Friday, April 12, 2013

PHILOSOPHY VERSUS THEOLOGY


As I have already observed elsewhere, the Greeks did it. Zeno of Citium divided Philosophy into three parts: Physics, Ethics, and Logic. Cleanthes further subdivided the three divisions, thus making six: Dialectic and Rhetoric within Logic; Ethics and Politics within Ethics, and finally Physics and Theology under the common heading of Physics. While previously, in another place, my emphasis was on the grouping together of Ethics and Politics, my interest here focuses on the third combination: of Physics and Theology.

The Greek word physis meaning nature,--- this grouping together of the study of the nature of things and the study of the nature of God curiously reveals a comparable dualism, or, more accurately, a direct parallelism of matter and mind. I applaud the logical reasoning in this endeavor (the origin of nature and the origin of God seem, indeed, to somehow belong together) in its scientific ambition to learn about God, like we learn about nature, to prove the one, like we strive to prove the other. However, the end result of such comparison seems rather pointless to me. I am not at all interested in any proof of the existence of God. It does not even make any sense: to me: had this been provable, we should have been so overawed by God’s infinite power, that Satan himself would have lost all his ‘charms’ (fear kills all temptations) and we would have lost all our freedoms, or whatever we had of them, and of course, even the concepts of good and evil would have totally lost their significance, superseded by mere commands of obedience.

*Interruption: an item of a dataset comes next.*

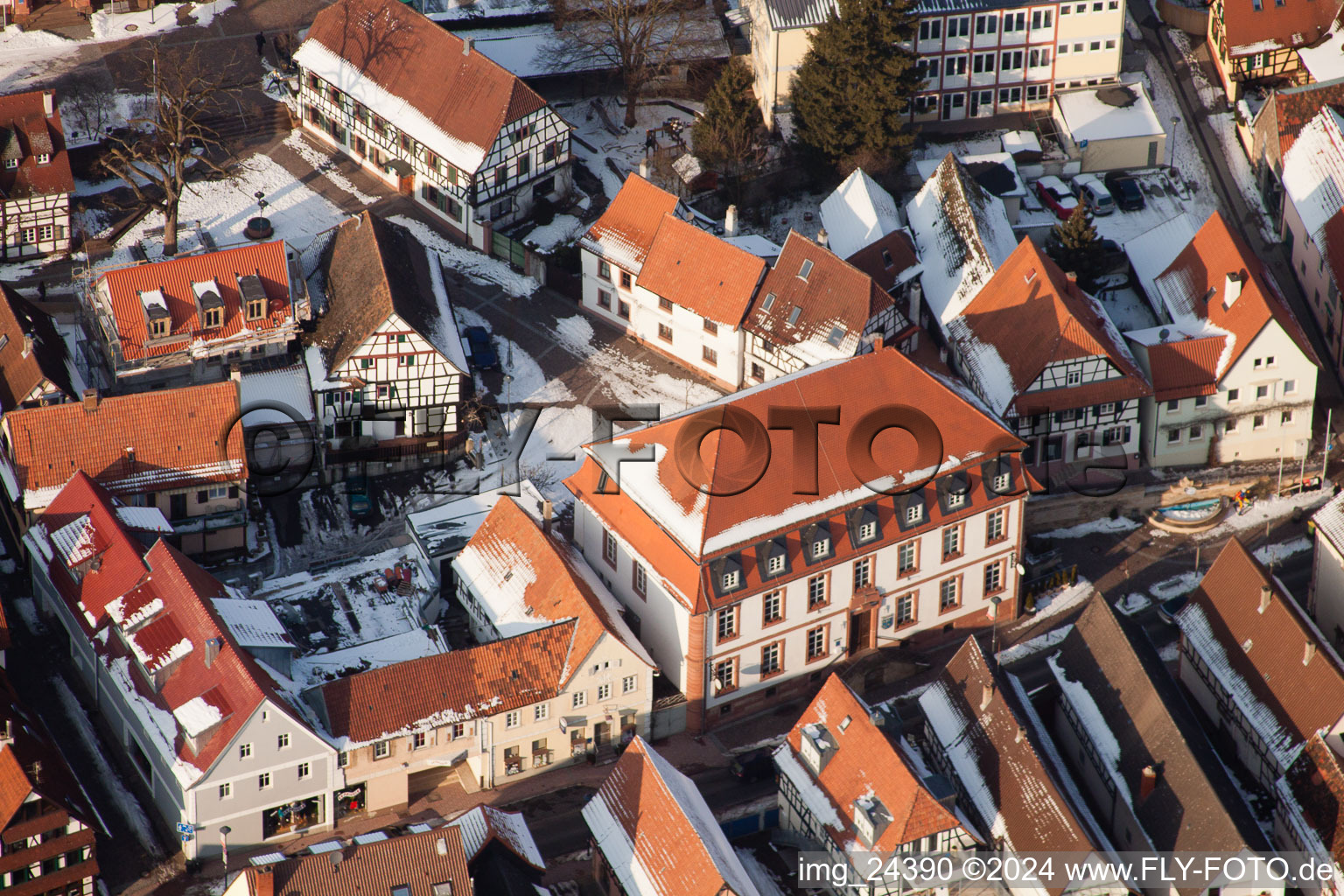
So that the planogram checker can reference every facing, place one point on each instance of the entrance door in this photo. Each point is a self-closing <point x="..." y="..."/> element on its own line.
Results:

Come to think of it, what is the usefulness of theology, as opposed to, say, religious philosophy, or history of religion? By placing theology within philosophy, as its branch, the Greeks made a wise choice, but their Christian epigones did a lot of damage to the integrity of theology by confusing philosophy and religion, in their development of theology as a separate discipline. A humble Christian exegesis within religious study is a necessary and commendable practice, and so is a detached philosophical study of religion, which probably was the intention of Ancient Greeks, when they made theology a subdivision of philosophy. But what must be seen as unacceptable is the fusion of philosophy and religion, where the authority of faith dictates what is right or wrong to the philosopher, preempting his independent intellectual contribution by its tyrannical fiat. This has been done ever since the Catholic Church had come up with the idea of “infallibility.”

On the other hand, the war over creation and evolution may serve as an illustration of a more recent bogus controversy.--- Instead of allowing the religious philosopher to validate the philosophical merits of creationism, and thus to reconcile it with the legitimate aspects of the theory of evolution, modern Creationist theologians have been effectively shoving their primitive exegesis down everyone’s throat demanding that creationism be accepted not as a matter of reason, but as a matter of faith.

There is another major problem with theology, using its position as a subdivision of philosophy to sneak a particular Church doctrine on its unsuspecting host. There is nothing intellectually worse than the armies of different religious denominations battling each other all clad in “philosophical armor, like the real armies of yore, claiming God to be squarely on their side. Therefore, the first challenge of the so-called interfaith movement ought to be not some superficial handshake of the competing religions, but first and foremost the clearing of the air, by cleaning up the philosophical-theological mess, caused by all those holier-than-thou attitudes.